Periapical radiographs reveal the characteristic periapical radiolucency — ranging from subtle widening of the PDL space to a well-defined, corticated radiolucent lesion (suggesting cyst) or a diffuse, poorly-defined radiolucency (suggesting granuloma). The radiographic appearance does NOT reliably distinguish granuloma from cyst histologically.

CBCT provides 3D dimensions, cortical expansion or perforation, relationship to adjacent structures (inferior alveolar canal, maxillary sinus), and identifies accessory lesions from lateral canals not visible on 2D films. It is indicated for large lesions, surgical planning, and when standard radiographs are inconclusive.

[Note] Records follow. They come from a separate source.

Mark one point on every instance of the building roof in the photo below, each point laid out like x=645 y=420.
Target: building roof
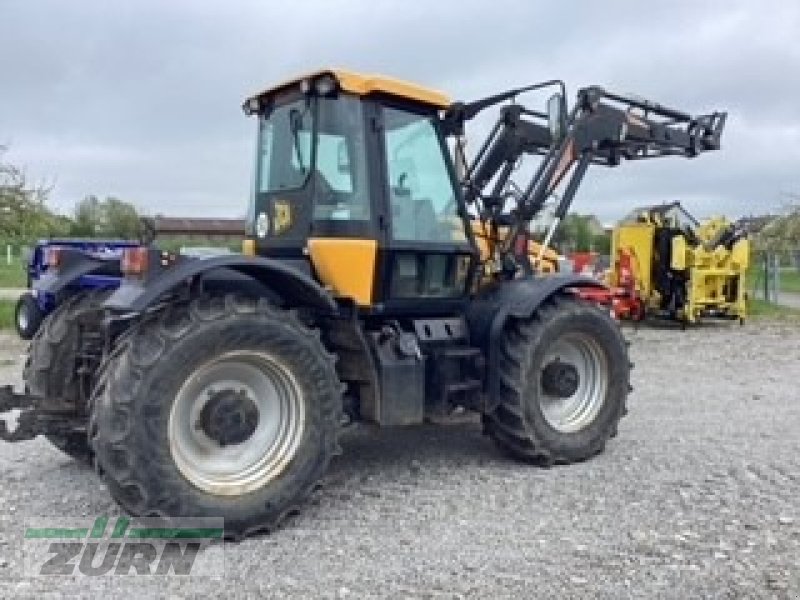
x=198 y=226
x=363 y=84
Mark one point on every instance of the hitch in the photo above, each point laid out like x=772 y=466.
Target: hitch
x=32 y=420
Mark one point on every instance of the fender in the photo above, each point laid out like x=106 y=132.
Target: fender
x=136 y=295
x=74 y=265
x=489 y=312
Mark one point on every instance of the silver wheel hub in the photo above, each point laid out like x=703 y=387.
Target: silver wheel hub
x=236 y=422
x=573 y=382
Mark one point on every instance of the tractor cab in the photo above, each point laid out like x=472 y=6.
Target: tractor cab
x=354 y=185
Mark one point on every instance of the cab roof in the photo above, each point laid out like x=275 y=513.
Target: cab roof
x=362 y=84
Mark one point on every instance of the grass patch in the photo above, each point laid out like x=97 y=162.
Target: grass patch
x=13 y=275
x=760 y=308
x=7 y=308
x=790 y=279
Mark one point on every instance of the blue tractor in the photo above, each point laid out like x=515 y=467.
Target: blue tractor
x=33 y=306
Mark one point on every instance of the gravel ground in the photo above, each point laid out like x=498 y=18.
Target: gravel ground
x=696 y=497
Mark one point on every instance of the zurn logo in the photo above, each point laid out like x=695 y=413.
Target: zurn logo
x=125 y=546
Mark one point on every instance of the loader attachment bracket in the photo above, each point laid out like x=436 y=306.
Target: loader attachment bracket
x=32 y=421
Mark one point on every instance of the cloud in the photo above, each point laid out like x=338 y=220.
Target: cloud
x=141 y=100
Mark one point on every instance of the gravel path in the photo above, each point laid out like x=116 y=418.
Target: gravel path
x=697 y=497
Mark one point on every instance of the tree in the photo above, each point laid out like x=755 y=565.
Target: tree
x=105 y=218
x=782 y=234
x=23 y=213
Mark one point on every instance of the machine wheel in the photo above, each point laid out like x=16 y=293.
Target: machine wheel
x=27 y=316
x=564 y=380
x=50 y=367
x=224 y=407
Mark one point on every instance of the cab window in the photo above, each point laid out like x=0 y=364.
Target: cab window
x=420 y=185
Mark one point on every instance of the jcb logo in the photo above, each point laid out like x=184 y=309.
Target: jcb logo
x=181 y=547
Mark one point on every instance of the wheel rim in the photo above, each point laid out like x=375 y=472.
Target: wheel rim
x=571 y=412
x=236 y=468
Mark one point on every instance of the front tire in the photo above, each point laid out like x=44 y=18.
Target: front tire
x=564 y=379
x=224 y=407
x=51 y=369
x=28 y=316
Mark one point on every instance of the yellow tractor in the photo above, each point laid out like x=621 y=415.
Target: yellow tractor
x=374 y=285
x=678 y=268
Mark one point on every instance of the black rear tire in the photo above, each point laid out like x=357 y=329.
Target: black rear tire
x=139 y=393
x=50 y=369
x=28 y=316
x=520 y=423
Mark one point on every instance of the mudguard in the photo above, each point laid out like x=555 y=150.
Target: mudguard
x=136 y=295
x=489 y=311
x=74 y=265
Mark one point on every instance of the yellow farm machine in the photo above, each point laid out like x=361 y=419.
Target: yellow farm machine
x=375 y=285
x=667 y=264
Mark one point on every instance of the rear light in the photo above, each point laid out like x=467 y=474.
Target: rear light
x=53 y=256
x=135 y=261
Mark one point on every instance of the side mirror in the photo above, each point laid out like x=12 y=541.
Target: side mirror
x=342 y=158
x=556 y=117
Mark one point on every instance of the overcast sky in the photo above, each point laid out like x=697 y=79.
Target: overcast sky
x=141 y=100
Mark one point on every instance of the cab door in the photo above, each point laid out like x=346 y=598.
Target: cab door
x=426 y=256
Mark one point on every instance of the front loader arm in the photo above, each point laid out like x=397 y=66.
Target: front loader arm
x=602 y=128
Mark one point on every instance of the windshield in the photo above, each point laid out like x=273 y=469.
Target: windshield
x=332 y=178
x=285 y=147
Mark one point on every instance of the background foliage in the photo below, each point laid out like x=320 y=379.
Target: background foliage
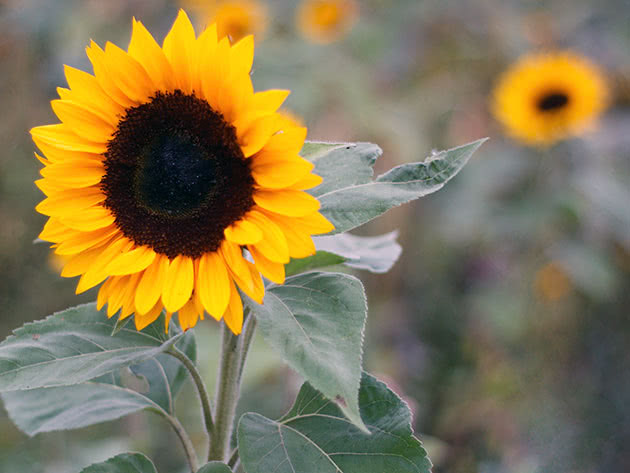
x=505 y=323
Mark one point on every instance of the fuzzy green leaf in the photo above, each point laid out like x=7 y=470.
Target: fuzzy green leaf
x=321 y=259
x=341 y=164
x=124 y=463
x=74 y=346
x=352 y=199
x=376 y=254
x=152 y=384
x=72 y=407
x=314 y=437
x=214 y=467
x=315 y=321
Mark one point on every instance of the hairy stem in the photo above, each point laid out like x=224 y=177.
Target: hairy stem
x=189 y=449
x=234 y=460
x=228 y=389
x=198 y=381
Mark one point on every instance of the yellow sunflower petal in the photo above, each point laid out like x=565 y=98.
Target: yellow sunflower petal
x=188 y=315
x=280 y=174
x=243 y=233
x=62 y=137
x=298 y=238
x=213 y=284
x=151 y=285
x=214 y=68
x=104 y=75
x=287 y=202
x=144 y=49
x=48 y=187
x=75 y=174
x=130 y=77
x=70 y=201
x=132 y=261
x=179 y=48
x=104 y=293
x=259 y=133
x=244 y=272
x=54 y=231
x=89 y=219
x=81 y=262
x=179 y=283
x=122 y=295
x=86 y=89
x=289 y=142
x=270 y=269
x=273 y=245
x=243 y=55
x=113 y=291
x=236 y=94
x=269 y=101
x=85 y=240
x=96 y=272
x=234 y=314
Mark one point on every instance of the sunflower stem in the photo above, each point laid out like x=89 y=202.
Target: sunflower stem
x=233 y=352
x=189 y=449
x=200 y=385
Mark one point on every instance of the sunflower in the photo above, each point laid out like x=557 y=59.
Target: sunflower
x=547 y=97
x=234 y=18
x=325 y=21
x=171 y=181
x=552 y=283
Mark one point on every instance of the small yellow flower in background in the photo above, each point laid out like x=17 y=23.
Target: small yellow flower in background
x=234 y=18
x=552 y=282
x=547 y=97
x=326 y=21
x=167 y=167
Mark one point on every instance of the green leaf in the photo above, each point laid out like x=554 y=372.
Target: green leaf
x=314 y=437
x=321 y=259
x=315 y=321
x=164 y=374
x=341 y=164
x=124 y=463
x=74 y=346
x=376 y=254
x=151 y=384
x=352 y=200
x=72 y=407
x=215 y=467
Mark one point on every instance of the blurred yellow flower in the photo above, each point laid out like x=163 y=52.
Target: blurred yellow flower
x=325 y=21
x=552 y=283
x=234 y=18
x=546 y=97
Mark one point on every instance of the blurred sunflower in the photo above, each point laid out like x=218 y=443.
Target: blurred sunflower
x=165 y=168
x=326 y=21
x=547 y=97
x=552 y=283
x=234 y=18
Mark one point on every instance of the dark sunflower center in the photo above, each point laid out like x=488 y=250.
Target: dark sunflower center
x=553 y=101
x=175 y=175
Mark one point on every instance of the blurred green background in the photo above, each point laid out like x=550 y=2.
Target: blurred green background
x=505 y=323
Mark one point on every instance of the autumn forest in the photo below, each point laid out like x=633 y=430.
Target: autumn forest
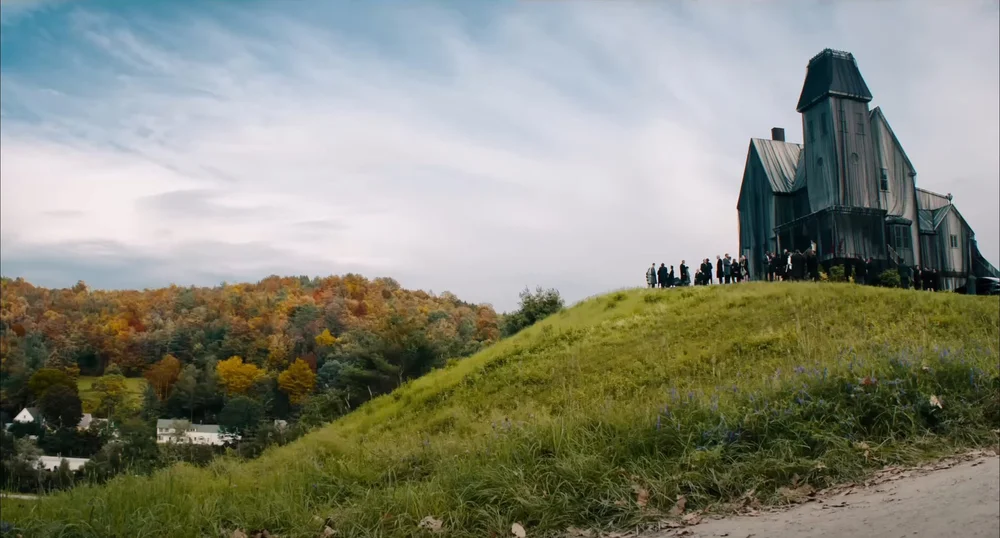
x=298 y=350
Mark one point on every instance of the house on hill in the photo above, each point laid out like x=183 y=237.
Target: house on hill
x=174 y=431
x=33 y=414
x=29 y=414
x=849 y=189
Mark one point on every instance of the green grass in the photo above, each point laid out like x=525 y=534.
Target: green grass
x=135 y=386
x=706 y=392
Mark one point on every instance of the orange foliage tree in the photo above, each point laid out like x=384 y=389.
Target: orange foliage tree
x=236 y=376
x=298 y=381
x=163 y=375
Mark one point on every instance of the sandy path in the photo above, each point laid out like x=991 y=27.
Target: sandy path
x=961 y=501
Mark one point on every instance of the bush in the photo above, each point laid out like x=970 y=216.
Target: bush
x=533 y=308
x=889 y=279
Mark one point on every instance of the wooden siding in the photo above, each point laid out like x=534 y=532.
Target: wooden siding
x=756 y=211
x=892 y=164
x=821 y=159
x=855 y=154
x=930 y=200
x=953 y=259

Sinus tract tracing: when a sinus tract is present, inserting a gutta-percha point into the tract and taking a radiograph (sinus tract tracing) reveals the origin of the tract — typically the apex of the offending tooth. This is a simple, reliable diagnostic technique.

Definitive diagnosis is histological: periapical surgery provides tissue for biopsy. All surgical periapical specimens should be submitted for histopathological examination to exclude rare but important pathologies (cystic ameloblastoma, KCOT, central giant cell granuloma) that may mimic chronic apical periodontitis radiographically.